Significantly, it was precisely in this period of defeat for the Iranian proletariat, with part of the population in Kurdistan fleeing the cities for the mountains, that in 1983 the UCM / Komala absurdly pronounced the formation of a party – the ‘Communist Party of Iran’. Under Hekmat’s leadership, the new CPI oriented itself towards organising the nationalist forces (‘peshmergas’ or fighters) as part of the inter-imperialist struggle in Kurdistan. Essentially the working class and any continuing struggles in the cities were used as an adjunct to the nationalist struggle of Komala, and the peshmerga force was seen by the CPI as ‘the military wing of the working class movement in Kurdistan’.
The unholy alliance between the Kurdish nationalist tendency and more ‘workerist’ faction proved an uneasy one, and flared into an open faction fight within the CPI, which ended in 1989 with the departure of the workerists around Hekmat to form the Worker-Communist Party of Iran in 1991. This in no way represented a break with the reactionary political positions previously defended by the UCM and CPI, but essentially a change of political strategy and tactics. The counterpart of the WCPI in Iraq was formed two years later.

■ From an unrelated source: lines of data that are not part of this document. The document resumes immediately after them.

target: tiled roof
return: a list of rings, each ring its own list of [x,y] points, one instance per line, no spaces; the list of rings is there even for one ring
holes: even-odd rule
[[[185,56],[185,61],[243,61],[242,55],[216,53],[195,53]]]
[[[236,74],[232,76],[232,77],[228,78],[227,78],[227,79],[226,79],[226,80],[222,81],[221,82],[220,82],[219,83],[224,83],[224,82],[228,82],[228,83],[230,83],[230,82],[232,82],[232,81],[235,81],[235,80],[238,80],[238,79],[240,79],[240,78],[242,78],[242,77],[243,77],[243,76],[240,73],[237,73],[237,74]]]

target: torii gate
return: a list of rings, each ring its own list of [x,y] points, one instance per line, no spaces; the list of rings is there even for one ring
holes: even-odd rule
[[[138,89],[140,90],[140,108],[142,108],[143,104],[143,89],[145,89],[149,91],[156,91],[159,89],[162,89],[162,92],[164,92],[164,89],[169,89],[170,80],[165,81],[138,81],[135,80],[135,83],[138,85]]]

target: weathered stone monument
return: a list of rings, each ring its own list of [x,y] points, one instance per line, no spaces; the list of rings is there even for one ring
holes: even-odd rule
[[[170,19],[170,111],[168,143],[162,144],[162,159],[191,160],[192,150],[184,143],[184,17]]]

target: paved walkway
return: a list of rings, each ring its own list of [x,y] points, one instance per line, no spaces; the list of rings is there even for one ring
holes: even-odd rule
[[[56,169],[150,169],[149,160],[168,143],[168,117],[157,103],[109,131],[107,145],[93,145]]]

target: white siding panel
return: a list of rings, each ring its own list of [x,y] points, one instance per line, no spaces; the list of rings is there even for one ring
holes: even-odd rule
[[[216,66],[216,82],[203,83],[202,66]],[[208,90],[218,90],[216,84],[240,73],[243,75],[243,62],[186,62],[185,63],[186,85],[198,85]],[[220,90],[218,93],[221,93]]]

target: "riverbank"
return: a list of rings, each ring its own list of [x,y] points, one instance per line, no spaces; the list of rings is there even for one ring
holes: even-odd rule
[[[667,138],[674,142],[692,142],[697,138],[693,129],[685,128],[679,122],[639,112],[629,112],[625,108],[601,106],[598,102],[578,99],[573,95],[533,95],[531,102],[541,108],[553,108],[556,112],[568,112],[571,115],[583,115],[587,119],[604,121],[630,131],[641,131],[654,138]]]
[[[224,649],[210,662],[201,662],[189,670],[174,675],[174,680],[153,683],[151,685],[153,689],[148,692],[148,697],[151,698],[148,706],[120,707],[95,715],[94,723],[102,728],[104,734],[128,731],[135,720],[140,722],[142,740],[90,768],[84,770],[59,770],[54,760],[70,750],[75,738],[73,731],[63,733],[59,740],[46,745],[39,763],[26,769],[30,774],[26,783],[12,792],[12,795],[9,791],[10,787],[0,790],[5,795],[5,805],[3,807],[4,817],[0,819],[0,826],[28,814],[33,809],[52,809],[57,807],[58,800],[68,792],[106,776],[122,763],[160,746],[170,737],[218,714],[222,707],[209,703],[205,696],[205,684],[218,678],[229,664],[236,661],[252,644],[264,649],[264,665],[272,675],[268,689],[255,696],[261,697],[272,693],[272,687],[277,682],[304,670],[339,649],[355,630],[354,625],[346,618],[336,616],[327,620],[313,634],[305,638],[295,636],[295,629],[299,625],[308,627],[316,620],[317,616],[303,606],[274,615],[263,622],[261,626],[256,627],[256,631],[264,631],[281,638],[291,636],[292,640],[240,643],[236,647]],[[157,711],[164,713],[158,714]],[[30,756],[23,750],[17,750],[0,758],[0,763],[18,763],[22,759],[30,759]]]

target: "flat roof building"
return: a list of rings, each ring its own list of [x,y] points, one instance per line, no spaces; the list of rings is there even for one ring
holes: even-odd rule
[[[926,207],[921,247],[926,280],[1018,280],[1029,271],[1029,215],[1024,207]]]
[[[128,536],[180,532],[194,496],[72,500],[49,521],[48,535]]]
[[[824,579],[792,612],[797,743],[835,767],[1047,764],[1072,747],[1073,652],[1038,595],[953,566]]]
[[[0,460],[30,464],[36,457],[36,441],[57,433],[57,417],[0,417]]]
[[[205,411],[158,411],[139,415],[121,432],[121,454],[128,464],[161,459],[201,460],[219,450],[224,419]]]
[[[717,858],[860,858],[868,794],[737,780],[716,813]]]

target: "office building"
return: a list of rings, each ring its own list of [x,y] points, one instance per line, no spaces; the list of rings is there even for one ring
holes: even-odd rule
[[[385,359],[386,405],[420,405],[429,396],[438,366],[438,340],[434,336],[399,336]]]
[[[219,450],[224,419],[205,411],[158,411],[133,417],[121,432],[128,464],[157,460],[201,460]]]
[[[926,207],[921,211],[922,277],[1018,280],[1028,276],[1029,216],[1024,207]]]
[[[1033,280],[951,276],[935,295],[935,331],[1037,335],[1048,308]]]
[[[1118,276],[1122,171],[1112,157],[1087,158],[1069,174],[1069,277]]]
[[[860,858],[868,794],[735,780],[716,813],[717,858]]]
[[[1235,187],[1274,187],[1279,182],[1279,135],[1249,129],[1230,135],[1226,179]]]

Full article: http://en.internationalism.org/wr/293_wpiran.html
Devrim
Xiao Banfa
4th May 2007, 06:44
Their Iraqi affiliate is doing good things in that country.
Apparently they have brigades defending minorities targeted by the Islamists.
Also they are supposed to be protecting workers.
Does anyone know about the relationship of the Iraqi Freedom Congress to the
WCP Iraq?
The WCPI was among one of the founding organizations of the IFC, and I believe is the one that formulated the idea and helped bring it to fruition.
Rawthentic
4th May 2007, 15:40
Devrim, is everyone who is not left-communist a Stalinist, in your opinion?
Rawthentic
4th May 2007, 23:35
Hekmat supported the "return to Marx", and theorised that the working class is to rely only on itself - arguing that it had been the only class to impose benefic change in the 20th century. He denied that either the Soviet Union or the People's Republic of China would have been socialist countries, and presented them as nationalist-bourgeois systems that had not abolished either exploitation or wage slavery, and had not communized the means of production.
Partly inspired by Council communism, he emphasised propaganda and internal organization, arguing that "communism on the margin of society is not communism at all". Hekmat sought to combine the revolutionary effort with struggles such as that for women's rights
Thats from Wikipedia, so I can't say its too reliable.
Devrim
6th May 2007, 22:13
Originally posted by
[email protected] 04, 2007 02:40 pm
Devrim, is everyone who is not left-communist a Stalinist, in your opinion?
No, actually I just linked to this because you asked for information on them, and it was an article I had read before. This isn't the opinion of our organisation. It comes from the ICC. I am not sure if stalinist is the right word for them, but there are certainly some Stalinist traits, the cult of personality being one of them.